[Idr] Some comments on draft-spaghetti-idr-bgp-sendholdtimer-09

Jeffrey Haas <jhaas@pfrc.org> Tue, 07 March 2023 22:23 UTC

Date: Tue, 07 Mar 2023 17:22:40 -0500
From: Jeffrey Haas <jhaas@pfrc.org>
To: draft-spaghetti-idr-bgp-sendholdtimer@ietf.org, idr@ietf.org
Message-ID: <20230307222240.GA16033@pfrc.org>
MIME-Version: 1.0
Content-Type: text/plain; charset="iso-8859-1"
Content-Disposition: inline
Content-Transfer-Encoding: 8bit
User-Agent: Mutt/1.5.21 (2010-09-15)
Archived-At: <https://mailarchive.ietf.org/arch/msg/idr/u_1u4fa3JpHHvwBzVYTEde8IDFg>
Subject: [Idr] Some comments on draft-spaghetti-idr-bgp-sendholdtimer-09
Precedence: list

Authors,

Here's some comments on your proposal:

In general, the draft will take a tone that the situation where the
sendhold-timer feature is required because of "attacks".  I don't think that
serves to illustrate the scenario. It is also likely to bring undesired
and poorly focsued attention from our security-minded people in the IETF.
I'd suggest restraining your comparisons to clogged pipes at most. :-)

Another general thought is the document is currently written solely with the
thought that the only desired action is to bounce the session.  While I
agree that this is probably the most desired case for long-stalled sessions,
have you given any consideration to permitting the mechanisms solely to
raise an alarm and permit manual intervention?  For short timers, this may
be more desirable than aggressively bouncing a session in some
circumstances; e.g. the remote side is undergoing an upgrade and has
intentionally stalled the session.

One detail that could use some expansion is more detail as to when you bump the
MsgSent (noted below) counter.  While you might consider it obvious that it
should be bumped only when the entire BGP PDU is put into the socket, you'd be
surprised at what some other people are likely to decide is fine.  This
clarifies the partial writes of the PDU scenario.

Finally, before the misc. comments, while it's not your proposal, it might be
useful to contrast this vs. tcp user-timeout.  (Ignoring the inconsistent
support in various stacks.)  That mechanism works at a much finer level of
granularity than your proposal in the sense that any unacknowledged TCP state
within the user-defined time can result in the session being dropped.  For your
proposal, you're relying on counters being reset on PDU boundaries:
- This means that in the face of large PDUs (max 4k without extension), and
  sluggish receivers, it may be difficult to reset the sendholdtimer.
- By contrast, sluggish but still moving receivers won't trip the user time out
  feature as much.
- As RFC 8654 gets deployed in the future, this constrast will become more of an
  issue.

Misc comments:

11	Abstract

13	   This document defines the SendHoldTimer session attribute for the
14	   Border Gateway Protocol (BGP) Finite State Machine (FSM).

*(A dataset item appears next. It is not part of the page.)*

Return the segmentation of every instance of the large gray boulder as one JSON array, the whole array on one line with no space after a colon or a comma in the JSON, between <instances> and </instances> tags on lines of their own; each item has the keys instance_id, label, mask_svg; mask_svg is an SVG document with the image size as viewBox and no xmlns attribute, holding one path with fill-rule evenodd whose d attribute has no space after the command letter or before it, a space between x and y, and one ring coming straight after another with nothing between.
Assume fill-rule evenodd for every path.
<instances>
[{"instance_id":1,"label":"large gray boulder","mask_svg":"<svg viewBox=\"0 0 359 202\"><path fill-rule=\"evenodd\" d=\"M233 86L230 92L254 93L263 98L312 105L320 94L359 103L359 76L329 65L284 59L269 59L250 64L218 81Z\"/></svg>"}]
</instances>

SendHoldTime is the session attribute.  Updating the document to distinguish
the SendHoldTime vs. its timer should be done.  Compare vs. the other
session attributes that are times and their respective timers in RFC 4271.

107	2.  Example of a problematic scenario

109	   In implementations lacking the concept of a SendHoldTimer, a
110	   malfunctioning or overwhelmed remote peer may cause data on the BGP
111	   socket in the local system to accumulate ad infinitum.  This could
112	   result in forwarding failure and traffic loss, as the overwhelmed
113	   peer continues to utilize stale routes.

The above is an example where saying less may be helpful.  It's not necessary to
speculate what went wrong.  All that is necessary is to say that stalled
sessions can result in stale routing state downstream of the stalled session.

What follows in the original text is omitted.